Fifty-seven years ago this week, the Number One song in America was Jo Stafford’s cover of “You Belong To Me” — a recording that played an early part in the Soundtracker’s own introduction to popular music.

Preparing last weekend’s Weekend Reward —the “Tennessee Waltz”— stirred some mighty fond memories.  In 1952, when the I was just becoming interested in the songs I was hearing on the radio, my grandfather began walking with me on Saturday mornings to our local record store and allowing me to choose one 78-RPM disc.  These weekly  walks —which we started referring to as “the meeting”— only lasted a few years before he died, but they are still vividly recalled; as are many of the records I selected — the beginnings of a collection that now covers more than half a century.   And two of the earliest, and most fondly remembered, are Patti Page’s “Tennessee Waltz” and Jo Stafford’s “You Belong To Me.”

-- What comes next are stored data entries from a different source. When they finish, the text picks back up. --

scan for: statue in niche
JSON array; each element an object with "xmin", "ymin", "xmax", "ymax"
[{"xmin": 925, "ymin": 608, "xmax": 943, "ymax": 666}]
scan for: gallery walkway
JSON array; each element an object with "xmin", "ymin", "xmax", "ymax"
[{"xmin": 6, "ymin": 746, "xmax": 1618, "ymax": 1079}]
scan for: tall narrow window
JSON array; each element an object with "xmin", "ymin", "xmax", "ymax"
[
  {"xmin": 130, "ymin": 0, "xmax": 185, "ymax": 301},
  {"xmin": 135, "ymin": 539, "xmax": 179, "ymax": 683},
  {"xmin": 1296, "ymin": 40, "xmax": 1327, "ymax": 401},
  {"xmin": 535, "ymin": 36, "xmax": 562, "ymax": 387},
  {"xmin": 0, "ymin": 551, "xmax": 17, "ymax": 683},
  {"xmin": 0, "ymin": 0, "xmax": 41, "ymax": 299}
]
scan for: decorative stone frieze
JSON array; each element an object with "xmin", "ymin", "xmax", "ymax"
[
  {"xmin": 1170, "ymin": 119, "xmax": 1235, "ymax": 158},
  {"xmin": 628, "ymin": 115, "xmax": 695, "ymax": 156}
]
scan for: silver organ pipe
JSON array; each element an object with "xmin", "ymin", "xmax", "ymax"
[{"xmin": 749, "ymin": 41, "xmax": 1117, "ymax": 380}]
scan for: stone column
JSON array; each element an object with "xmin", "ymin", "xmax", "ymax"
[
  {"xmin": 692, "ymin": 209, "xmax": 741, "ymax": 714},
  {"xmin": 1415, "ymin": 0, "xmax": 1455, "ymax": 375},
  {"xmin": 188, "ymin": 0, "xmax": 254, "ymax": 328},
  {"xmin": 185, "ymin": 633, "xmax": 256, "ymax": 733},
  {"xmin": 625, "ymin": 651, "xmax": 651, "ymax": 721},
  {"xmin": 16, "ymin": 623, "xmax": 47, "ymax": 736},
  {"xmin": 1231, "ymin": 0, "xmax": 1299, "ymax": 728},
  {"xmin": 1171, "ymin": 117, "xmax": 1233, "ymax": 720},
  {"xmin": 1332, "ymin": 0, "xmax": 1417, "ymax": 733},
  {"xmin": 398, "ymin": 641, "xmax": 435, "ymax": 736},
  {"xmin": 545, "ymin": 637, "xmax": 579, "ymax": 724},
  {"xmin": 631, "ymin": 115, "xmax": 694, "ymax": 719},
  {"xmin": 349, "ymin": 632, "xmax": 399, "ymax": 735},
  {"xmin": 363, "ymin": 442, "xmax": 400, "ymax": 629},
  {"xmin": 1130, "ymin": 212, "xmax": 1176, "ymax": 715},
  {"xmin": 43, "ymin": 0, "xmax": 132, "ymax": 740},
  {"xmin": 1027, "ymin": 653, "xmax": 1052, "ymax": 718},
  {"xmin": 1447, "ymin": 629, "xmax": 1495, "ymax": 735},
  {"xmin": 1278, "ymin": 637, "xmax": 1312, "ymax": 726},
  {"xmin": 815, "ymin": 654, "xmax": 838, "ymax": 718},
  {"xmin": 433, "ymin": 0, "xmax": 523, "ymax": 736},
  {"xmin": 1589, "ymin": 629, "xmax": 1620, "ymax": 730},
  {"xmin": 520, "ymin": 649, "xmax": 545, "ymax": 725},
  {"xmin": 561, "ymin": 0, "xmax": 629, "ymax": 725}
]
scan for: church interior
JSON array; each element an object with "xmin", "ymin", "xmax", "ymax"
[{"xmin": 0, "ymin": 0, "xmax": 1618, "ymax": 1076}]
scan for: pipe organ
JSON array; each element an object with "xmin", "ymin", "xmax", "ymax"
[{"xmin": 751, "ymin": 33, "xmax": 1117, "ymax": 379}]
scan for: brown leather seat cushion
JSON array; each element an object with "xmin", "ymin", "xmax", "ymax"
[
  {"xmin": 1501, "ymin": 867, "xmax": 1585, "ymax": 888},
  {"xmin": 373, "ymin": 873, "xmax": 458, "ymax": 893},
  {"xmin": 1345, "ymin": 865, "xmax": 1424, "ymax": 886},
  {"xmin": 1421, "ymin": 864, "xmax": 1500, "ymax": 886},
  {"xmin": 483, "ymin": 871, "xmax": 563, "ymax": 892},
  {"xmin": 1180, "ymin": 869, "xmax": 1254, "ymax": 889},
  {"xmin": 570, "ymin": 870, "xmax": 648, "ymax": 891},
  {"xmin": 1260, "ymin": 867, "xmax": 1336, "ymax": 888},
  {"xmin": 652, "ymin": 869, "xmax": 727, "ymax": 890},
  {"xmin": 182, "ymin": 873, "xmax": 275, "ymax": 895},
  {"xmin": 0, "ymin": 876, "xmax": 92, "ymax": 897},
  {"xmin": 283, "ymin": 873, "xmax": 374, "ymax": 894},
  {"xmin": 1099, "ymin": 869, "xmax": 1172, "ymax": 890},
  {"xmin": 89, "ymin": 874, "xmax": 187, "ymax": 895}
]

“You Belong to Me” has proven to be a song for all seasons.  Its haunting major-minor melody and plaintive lyrics have been amenable to the differing styles of different decades, and the song —in addition to being a standard— has been a perennial hit, from Jo Stafford’s big band ballad megahit to Bob Dylan’s stripped-down acoustic masterpiece.

“You Belong To Me” composer Chilton Price (left), photographed with Canadian singing coach Theresa Weatherbee.  On Tuesday morning, in the Rotunda of the Capitol in Frankfort, Ms. Price will be awarded a Kentucky Governor’s Award in Arts.

In the early 1950s, Chilton Price was a young woman working as the music librarian at her hometown radio station — Louisville’s WAVE.  When bandleader Pee Wee King and his vocalist Redd Stewart came through, she showed them some songs she had written and asked their advice.  The pros arranged and recorded the songs, and the result of this fortuitous collaboration was the 1951 Number One hit “Slow Poke,” and 1952’s ”You Belong To Me.”  Although both songs were really all Price’s, the three shared the writing credit.

“You Belong To Me” had been written during World War Two, and by the early ’50s, the song’s unfolding geography had become romantic rather than poignant.  In fact, it was perfectly timed for the first stirrings of America’s post-war interest in commercial air travel.

Here’s the song, with its original country flavor, as performed by two-thirds of the creative team that produced it: Pee Wee King and Redd Stewart with the Golden West Cowboys:

In 1952 Jo Stafford gave the song the big band big ballad treatment and her record spent almost a month in the Number One spot — where it was ensconced fifty-seven years ago this week.  1952 was the year of “You Belong To Me” — in addition to the Stafford smash,  covers of the song by Patti Page and Dean Martin also reached the Top Ten.

See the pyramids along the Nile
Watch the sunrise from a tropic isle
Just remember darling all the while
You belong to me

See the market place in old Algiers
Send me photographs and souvenirs
Just remember when a dream appears
You belong to me

I’ll be so alone without you
Maybe you’ll be lonesome too, and blue

Fly the ocean in a silver plane
See the jungle when it’s wet with rain
Just remember till you’re home again
You belong to me

Ten years later , a Jersey City doo wop group called the Duprees released a cover that rose to Number 7 on the pop charts:

In 1994 Quentin Tarantino took an outtake from Bob Dylan’s 1992 album Good As I Been To You and used it on the soundtrack of his film Natural Born Killers.  I was bowled over by this brilliantly barebones deconstruction the first time I heard it, playing away beneath the gory claptrap.  And I still think it’s one of the most moving pop recordings I’ve ever heard — it never fails to get the goosebumps going.

“You Belong To Me” entered the Twenty-First Century via the soundtrack for the animated film Shrek.  Jason Wade, the frontman of Lifehouse, provided a very popular but, at least to the Soundtracker’s ears, a very pale Dylanesque rendition that, in the bridge, barely bothers to touch base with Chilton Price’s song.